Joint Topology-Applied Math Seminar-An Introduction to Optimization on Manifolds
TIME: Friday, 3/1, 2-3pm
LOCATION: Philips 640
TITLE: An Introduction to Optimization on Manifolds
SPEAKER: Pierre-Antoine Absil (University of Louvain)
ABSTRACT: This talk gives an introduction to the area of optimization on manifolds - also termed Riemannian optimization - and its applications in engineering and the sciences. Such applications arise when the optimization problem can be formulated as finding an optimum of a real-valued cost function defined on a smooth nonlinear search space. Oftentimes, the search space is a "matrix manifold", in the sense that its points admit natural representations in the form of matrices.
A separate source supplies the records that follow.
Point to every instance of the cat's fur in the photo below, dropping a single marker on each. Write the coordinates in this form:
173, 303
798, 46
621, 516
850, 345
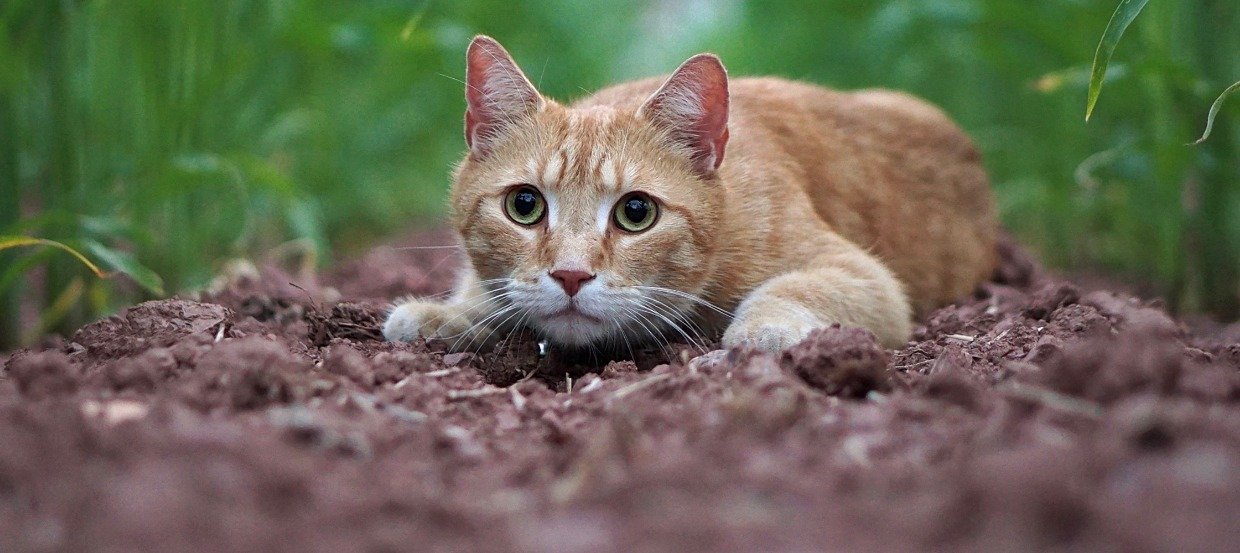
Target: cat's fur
786, 205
In most cases, the matrix manifold structure is due either to the presence of nonlinear constraints (such as orthogonality or rank constraints), or to invariance properties in the cost function that need to be factored out in order to obtain a nondegenerate optimization problem. Manifolds that come up in applications include the rotation group SO(3) (e.g., for the generation of rigid body motions from sample points), the set of fixed-rank matrices (appearing for example in low-rank models for recommender systems), the set of 3x3 symmetric positive-definite matrices (e.g., for the interpolation and denoising of diffusion tensors in brain imaging), and the shape manifold (involved notably in morphing tasks).
In recent years, the practical importance of optimization problems on manifolds has stimulated the development of geometric optimization algorithms that exploit the differential structure of the manifold search space. In this talk, we give an overview of geometric optimization algorithms and their applications, with an emphasis on the underlying geometric concepts.